The effects of aging

  • Whole Body: The middle of the body becomes shorter as the disks in the back gradually lose fluid and become thinner. 
  • Brain: Our memory fades, as does our hearing and sight. 
  • Bones: Our bones lose mass and density. 
  • Muscles: Our muscles and tendons shrink, stiffen, and lose mass and tone. 
  • Feet: Foot arches become less pronounced. 
  • Joints: Joints become stiffer and less flexible as fluid and cartilage decrease. Hip flexors can become very stiff, especially in men, and walking may become unsteady. 
  • Energy: People tire more easily and have less energy. Metabolism slows down with increased inactivity and loss of muscle mass. 

Eventually, we reach damage overload and we transition to the next plane of existence – if there is one. 

So how do we slow this train down? 

As we stated above, there are certain lifestyle factors and personal habits that can contribute to aging and there are certain aspects of aging that are beyond your control (such as your genetics). 

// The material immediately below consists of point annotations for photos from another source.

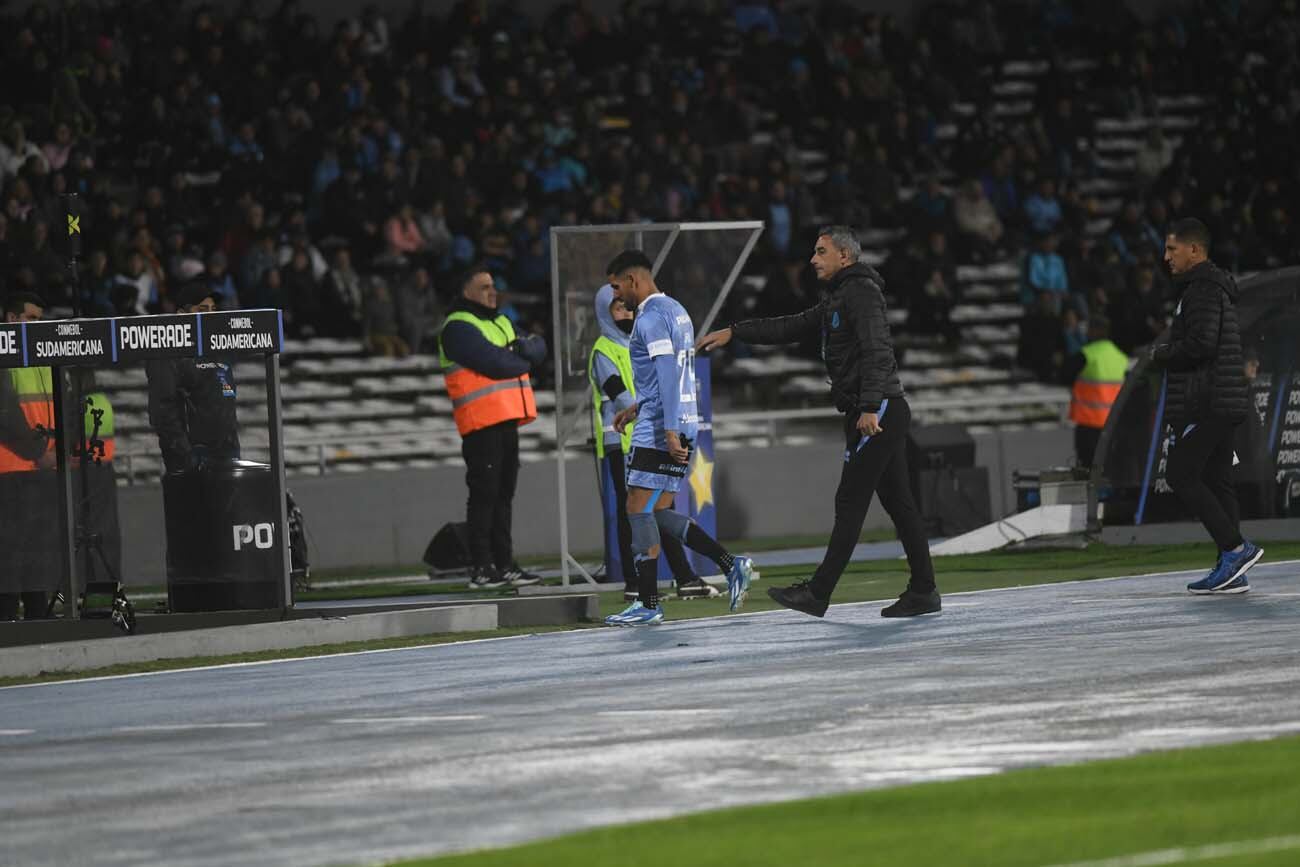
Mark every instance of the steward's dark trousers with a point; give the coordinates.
(1086, 443)
(876, 465)
(492, 471)
(1200, 472)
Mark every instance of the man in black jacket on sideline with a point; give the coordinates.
(1205, 399)
(865, 386)
(193, 401)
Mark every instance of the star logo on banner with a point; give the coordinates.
(702, 481)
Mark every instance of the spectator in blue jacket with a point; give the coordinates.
(1045, 273)
(1043, 208)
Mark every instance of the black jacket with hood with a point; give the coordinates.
(856, 343)
(1205, 367)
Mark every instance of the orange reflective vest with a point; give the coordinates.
(1097, 385)
(477, 401)
(34, 389)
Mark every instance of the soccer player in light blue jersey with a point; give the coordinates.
(663, 371)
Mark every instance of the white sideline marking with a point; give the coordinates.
(74, 681)
(388, 720)
(182, 727)
(1188, 854)
(666, 711)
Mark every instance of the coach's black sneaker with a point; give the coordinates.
(485, 577)
(519, 577)
(696, 589)
(800, 597)
(913, 603)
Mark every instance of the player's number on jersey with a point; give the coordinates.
(685, 373)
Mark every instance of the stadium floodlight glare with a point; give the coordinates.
(697, 263)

Factors within your direct control

  1. Smoking (as in, don’t)
  2. Alcohol consumption
  3. Weight
  4. Stress
  5. Diet
  6. Sleep
  7. Caloric intake
  8. Social connections
  9. Exposure to toxins in your day to day life
  10. Sense of humor, joy and overall attitude

Factors you can influence 

  1. Exposure to toxins 
  2. Poverty
  3. Disease 
  4. Injury

Very difficult or impossible to change

  1. Genetic predisposition for disease
  2. Air quality
  3. Gender
  4. Food safety
  5. Access to education
  6. Mental Illness
  7. Access to childcare services
  8. Traffic safety
  9. Quality of the healthcare system
  10. Accidents

The net-net

Can you personally live to be 122? 130? 175? It’s unclear? But it is safe to say that you have some control over how close you get. One might wonder whether our belief that we will live to be roughly 79 years old (the current average) is part of the reason that we will. If we were to set the number in our heads at 130, might we have a better chance of living longer? How would you change the way you lived if you knew your own personal lifespan would be 130 years? How would you think about the stages of your life and how you’re approaching them. How would you change your lifestyle? Your approach to financial health? Your goals? You might be surprised how this idea changes things for you. 

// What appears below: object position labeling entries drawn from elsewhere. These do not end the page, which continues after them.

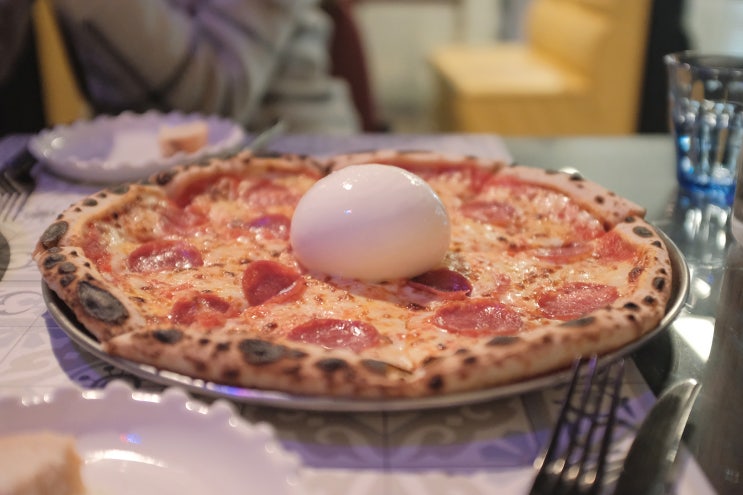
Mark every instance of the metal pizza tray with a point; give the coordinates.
(78, 334)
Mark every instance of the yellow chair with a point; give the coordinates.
(63, 99)
(580, 71)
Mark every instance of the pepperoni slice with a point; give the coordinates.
(478, 317)
(266, 280)
(491, 212)
(613, 247)
(164, 255)
(443, 281)
(336, 334)
(209, 310)
(564, 254)
(576, 299)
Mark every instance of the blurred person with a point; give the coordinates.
(253, 61)
(20, 107)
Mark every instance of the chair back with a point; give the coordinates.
(603, 41)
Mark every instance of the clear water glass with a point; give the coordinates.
(706, 113)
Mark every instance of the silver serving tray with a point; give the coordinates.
(78, 334)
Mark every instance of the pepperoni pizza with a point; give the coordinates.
(192, 271)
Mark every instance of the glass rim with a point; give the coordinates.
(712, 63)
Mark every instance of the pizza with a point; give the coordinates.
(194, 271)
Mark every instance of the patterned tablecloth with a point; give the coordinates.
(481, 448)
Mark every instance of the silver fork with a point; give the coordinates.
(16, 185)
(575, 459)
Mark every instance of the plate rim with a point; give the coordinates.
(61, 314)
(152, 412)
(78, 168)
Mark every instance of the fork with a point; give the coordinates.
(16, 185)
(585, 423)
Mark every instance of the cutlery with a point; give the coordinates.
(648, 466)
(4, 255)
(16, 184)
(586, 425)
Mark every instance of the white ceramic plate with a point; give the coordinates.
(143, 443)
(125, 147)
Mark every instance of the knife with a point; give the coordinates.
(649, 462)
(4, 255)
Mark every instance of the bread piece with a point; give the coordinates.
(189, 138)
(42, 463)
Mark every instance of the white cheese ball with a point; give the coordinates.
(370, 222)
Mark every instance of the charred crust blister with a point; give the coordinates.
(260, 352)
(120, 189)
(52, 260)
(642, 231)
(436, 383)
(331, 365)
(66, 267)
(101, 304)
(375, 366)
(168, 336)
(579, 322)
(51, 236)
(503, 340)
(631, 306)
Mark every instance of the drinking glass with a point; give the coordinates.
(706, 113)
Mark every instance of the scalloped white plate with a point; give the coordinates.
(144, 443)
(125, 147)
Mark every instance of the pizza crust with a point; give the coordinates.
(250, 356)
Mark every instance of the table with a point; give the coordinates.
(479, 448)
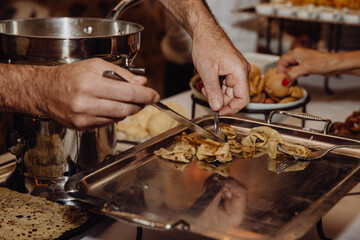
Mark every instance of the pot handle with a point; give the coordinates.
(120, 8)
(113, 211)
(303, 116)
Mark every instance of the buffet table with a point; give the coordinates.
(340, 223)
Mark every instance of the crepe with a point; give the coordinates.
(266, 139)
(148, 122)
(29, 217)
(204, 149)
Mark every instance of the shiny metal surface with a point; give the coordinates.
(45, 149)
(187, 123)
(53, 41)
(251, 202)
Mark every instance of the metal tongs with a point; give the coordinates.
(175, 115)
(217, 128)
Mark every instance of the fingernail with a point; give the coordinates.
(215, 105)
(285, 82)
(157, 98)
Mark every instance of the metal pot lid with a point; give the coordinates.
(53, 41)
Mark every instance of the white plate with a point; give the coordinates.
(265, 9)
(276, 106)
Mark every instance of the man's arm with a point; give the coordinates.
(76, 95)
(213, 55)
(302, 61)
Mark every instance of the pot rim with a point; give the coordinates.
(139, 27)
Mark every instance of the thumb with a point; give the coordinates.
(213, 92)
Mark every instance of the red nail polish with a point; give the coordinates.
(285, 82)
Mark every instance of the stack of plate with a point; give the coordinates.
(263, 61)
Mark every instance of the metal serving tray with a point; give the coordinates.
(252, 202)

Navigating the ever-changing health landscape

Lordy, there is a lot of information out there. And that’s because there are thousands of very bright people out there trying to make a buck coming up with new ways to be healthier, thinner, and more energetic. Some people are constantly striving for new ways to hack their own biology. Others are casting doubt on old food maxims so often that it’s hard to know what’s okay to eat anymore. Are eggs good or bad? Is coffee good or bad? Is juicing good or bad? Do vitamins work or not? GMO’s? Intermittent fasting? Who knows? It’s hard to keep this stuff straight. The best approach is to be skeptical of any new information regardless of where it comes from and be especially wary of the health claims of new products whether they are food products, books, TV shows, or a 19-video DVD series on how to get thin, healthy, and dominate the world in 14 days for just $19.99. Do. Not. Buy. Now.